Cybersecurity legislation usually is not a black-and-white matter of democratic systems vs. non-democratic ones. For instance, both the Australian tech industry and its civil society believe that they were not properly consulted with on the implications of the far-reaching Assistance and Access Act[ii], while Chinese internet giants may have in fact helped push back the most contentious restrictions of the much criticized Chinese Cybersecurity Law[iii].
It would make little sense to discuss the Chinese Cyber Security Law, the Australian Assistance and Access Act, Russian SORM package, or any other similar legislation around the world without a deeper knowledge of the inner workings of the respective countries’ political, legal and judicial systems; of the interplay between their internet businesses, users and regulators; of domestic data governance practices and cultures; and without studying the broader sociopolitical context. Some or all of these actual practices might be opaque, controversial, contextual, and even not entirely visible to an external observer – and it often takes a lifetime of study to understand them properly.
It is thus not surprising that among the many commentators on cybersecurity legislation there are very few actual experts – they’re a rare breed; also, their articles rarely make catchy headlines of the ‘us against them’ type. What we see in the policy-making field – at least in public – is, unfortunately, neither rigorous expert debate, nor genuine effort to understand the nuances of the cybersecurity regulation of other countries.
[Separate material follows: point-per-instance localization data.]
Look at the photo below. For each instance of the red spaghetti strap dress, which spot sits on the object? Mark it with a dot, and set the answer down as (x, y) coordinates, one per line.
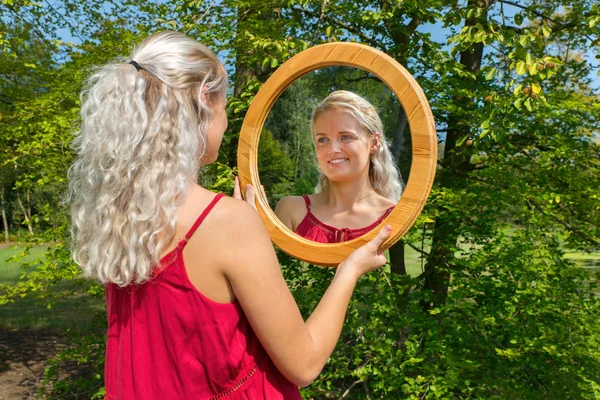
(313, 229)
(167, 341)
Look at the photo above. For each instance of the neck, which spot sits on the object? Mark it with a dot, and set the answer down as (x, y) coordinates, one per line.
(346, 195)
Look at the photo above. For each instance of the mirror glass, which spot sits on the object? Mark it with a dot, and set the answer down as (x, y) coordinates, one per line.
(296, 153)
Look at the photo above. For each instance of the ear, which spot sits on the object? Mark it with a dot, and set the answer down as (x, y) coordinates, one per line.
(375, 142)
(204, 96)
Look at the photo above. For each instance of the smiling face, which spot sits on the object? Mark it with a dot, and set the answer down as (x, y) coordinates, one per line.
(342, 146)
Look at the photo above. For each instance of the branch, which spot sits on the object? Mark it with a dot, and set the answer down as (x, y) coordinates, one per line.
(75, 31)
(415, 248)
(564, 223)
(559, 26)
(350, 388)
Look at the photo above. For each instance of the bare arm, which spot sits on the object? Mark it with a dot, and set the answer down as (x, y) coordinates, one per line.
(299, 349)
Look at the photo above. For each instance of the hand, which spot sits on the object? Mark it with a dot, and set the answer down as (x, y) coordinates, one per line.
(249, 194)
(366, 258)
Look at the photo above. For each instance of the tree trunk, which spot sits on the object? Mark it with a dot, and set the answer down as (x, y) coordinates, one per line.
(27, 217)
(4, 219)
(447, 225)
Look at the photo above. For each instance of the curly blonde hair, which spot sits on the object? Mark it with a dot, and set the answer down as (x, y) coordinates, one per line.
(142, 136)
(383, 172)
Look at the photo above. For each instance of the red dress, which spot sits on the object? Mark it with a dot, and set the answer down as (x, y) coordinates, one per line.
(313, 229)
(167, 341)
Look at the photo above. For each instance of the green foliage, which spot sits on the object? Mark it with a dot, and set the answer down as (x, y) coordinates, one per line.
(497, 312)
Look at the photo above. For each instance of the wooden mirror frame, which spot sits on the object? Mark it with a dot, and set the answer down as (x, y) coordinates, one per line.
(422, 131)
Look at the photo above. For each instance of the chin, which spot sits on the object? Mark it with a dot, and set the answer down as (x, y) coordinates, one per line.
(208, 159)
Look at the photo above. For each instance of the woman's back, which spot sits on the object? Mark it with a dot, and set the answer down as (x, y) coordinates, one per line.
(168, 340)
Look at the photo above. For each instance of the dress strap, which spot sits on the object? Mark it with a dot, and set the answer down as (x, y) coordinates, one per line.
(307, 201)
(202, 217)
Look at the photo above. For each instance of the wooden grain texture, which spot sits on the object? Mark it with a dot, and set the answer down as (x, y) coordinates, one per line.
(422, 130)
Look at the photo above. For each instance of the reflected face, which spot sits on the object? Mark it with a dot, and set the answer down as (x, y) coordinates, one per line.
(215, 131)
(342, 147)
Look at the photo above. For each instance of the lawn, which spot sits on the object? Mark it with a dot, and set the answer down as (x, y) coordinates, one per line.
(30, 313)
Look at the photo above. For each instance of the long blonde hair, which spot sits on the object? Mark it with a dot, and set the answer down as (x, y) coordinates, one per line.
(142, 136)
(383, 172)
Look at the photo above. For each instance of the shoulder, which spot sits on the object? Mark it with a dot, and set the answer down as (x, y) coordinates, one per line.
(233, 215)
(291, 202)
(291, 210)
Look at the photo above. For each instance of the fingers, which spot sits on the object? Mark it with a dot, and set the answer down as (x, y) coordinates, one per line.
(237, 193)
(381, 236)
(250, 195)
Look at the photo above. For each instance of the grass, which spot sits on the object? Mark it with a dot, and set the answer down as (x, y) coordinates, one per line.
(29, 312)
(77, 311)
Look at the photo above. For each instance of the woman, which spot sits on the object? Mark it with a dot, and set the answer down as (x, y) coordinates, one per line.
(196, 303)
(359, 183)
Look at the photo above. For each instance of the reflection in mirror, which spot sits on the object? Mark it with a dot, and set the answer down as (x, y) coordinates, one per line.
(334, 154)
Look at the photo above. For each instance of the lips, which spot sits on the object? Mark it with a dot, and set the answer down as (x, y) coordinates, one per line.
(337, 161)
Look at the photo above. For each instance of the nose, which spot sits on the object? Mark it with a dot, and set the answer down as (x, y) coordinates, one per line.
(334, 147)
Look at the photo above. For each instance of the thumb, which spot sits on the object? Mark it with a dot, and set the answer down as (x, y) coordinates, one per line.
(381, 236)
(250, 195)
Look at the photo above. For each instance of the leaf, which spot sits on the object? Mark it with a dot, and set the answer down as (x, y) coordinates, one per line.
(546, 30)
(518, 103)
(518, 89)
(518, 18)
(529, 59)
(533, 69)
(523, 40)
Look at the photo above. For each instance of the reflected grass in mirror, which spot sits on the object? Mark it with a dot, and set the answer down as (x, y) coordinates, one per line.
(286, 154)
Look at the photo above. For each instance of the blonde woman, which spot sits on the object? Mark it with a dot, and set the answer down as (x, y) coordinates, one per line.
(359, 183)
(197, 306)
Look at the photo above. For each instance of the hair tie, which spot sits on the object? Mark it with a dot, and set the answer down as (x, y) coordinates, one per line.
(136, 65)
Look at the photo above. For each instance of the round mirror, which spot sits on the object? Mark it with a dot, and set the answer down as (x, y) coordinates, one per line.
(287, 154)
(294, 143)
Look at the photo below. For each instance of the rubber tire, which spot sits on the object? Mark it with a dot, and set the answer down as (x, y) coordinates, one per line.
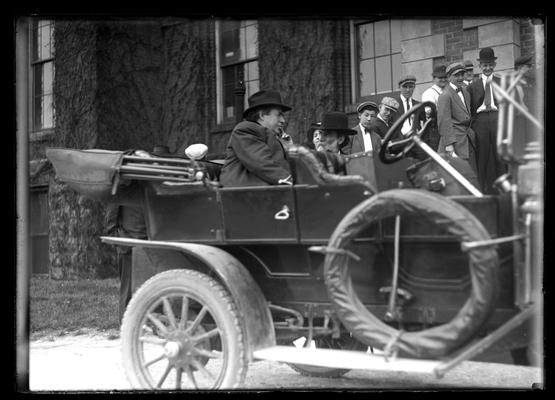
(440, 340)
(326, 372)
(205, 290)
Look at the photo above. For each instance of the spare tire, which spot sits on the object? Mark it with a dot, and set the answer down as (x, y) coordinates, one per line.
(437, 341)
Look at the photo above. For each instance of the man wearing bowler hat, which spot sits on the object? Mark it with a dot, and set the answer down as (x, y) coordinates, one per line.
(335, 132)
(255, 155)
(483, 108)
(407, 83)
(365, 145)
(388, 108)
(365, 140)
(457, 139)
(468, 72)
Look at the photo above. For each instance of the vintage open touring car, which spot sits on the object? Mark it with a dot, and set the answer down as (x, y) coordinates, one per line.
(329, 274)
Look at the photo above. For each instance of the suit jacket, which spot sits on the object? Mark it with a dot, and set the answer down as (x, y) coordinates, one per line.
(477, 92)
(454, 122)
(418, 117)
(379, 127)
(362, 163)
(254, 157)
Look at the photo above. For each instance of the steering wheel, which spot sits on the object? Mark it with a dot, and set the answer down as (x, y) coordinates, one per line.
(391, 152)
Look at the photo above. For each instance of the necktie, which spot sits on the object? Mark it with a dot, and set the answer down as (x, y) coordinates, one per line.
(487, 99)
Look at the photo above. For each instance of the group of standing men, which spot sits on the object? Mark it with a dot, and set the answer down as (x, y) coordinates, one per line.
(463, 125)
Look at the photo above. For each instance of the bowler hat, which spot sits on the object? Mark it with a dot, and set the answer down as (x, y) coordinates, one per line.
(265, 98)
(523, 60)
(336, 121)
(486, 55)
(439, 71)
(390, 103)
(454, 68)
(367, 104)
(406, 79)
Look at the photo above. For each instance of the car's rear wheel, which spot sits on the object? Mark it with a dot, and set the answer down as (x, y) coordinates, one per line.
(181, 330)
(439, 340)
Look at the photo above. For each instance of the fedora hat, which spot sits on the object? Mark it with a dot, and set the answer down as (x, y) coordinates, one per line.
(367, 104)
(486, 55)
(336, 121)
(265, 98)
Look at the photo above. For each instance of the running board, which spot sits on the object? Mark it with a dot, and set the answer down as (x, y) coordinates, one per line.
(345, 359)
When a top-ranking US official says that ‘the problem lies with foreign tech companies that are subject to government demands without the visibility or appeal process that exists in the United States[iv]’ – he is likely seeking justification of a political decision, not an understanding of foreign realities. This position does not suggest that there are numerous avenues for companies across the globe to protect their turf from governments’ interference, address their concerns to regulators, and appeal government decisions – even if the process does not look like the one in the US. More specifically, this public position downplays the fact that even deciding whether a company is subject to specific legislation is not always as straightforward as it may seem, as Dr. Kaj Hober’s analysis of Kaspersky’s legal obligations in Russia has amply demonstrated[v].
As we have long argued, there should be better ways to assess the risk profile of a global technology supplier than the country of its origin – and our continuous efforts in our Transparency Initiative are one example of this approach. Unfortunately, when a country’s legal system is deemed a threat in its own right – especially when it conveniently fits the current geopolitical narrative – there is very little room for constructive expert dialogue and debate.
PS: For those who were wondering: Country X is Australia, and Country Z) is the Socialist Republic of Vietnam. Kaspersky has been engaged in consultations on legislation in both countries.
[i] The Enduring Connections Between Law and Culture: Reviewing Lawrence Rosen, Law as Culture, and Oscar Chase, Law, Culture, and Ritual. Paul Schiff Berman, George Washington University Law School, 2009.
[ii] “It’s faux democracy”: Decryption bill backlash continues. Edward Pollitt, Australia Computer Society, October 23, 2018.
[iii] Testimony of Samm Sacks, Cybersecurity Policy and China Digital Economy Fellow to the Senate Committee on Commerce, Science, and Transportation’s Subcommittee on Security. New America
March 7, 2019.
[iv] DHS official sounds alarm on authoritarian states ‘operationalizing their tech sectors’. Sean Lyngaas, Cyberscoop, April 5, 2019.
[v] Report of Prof. Dr. Kaj Hober. January 31, 2019.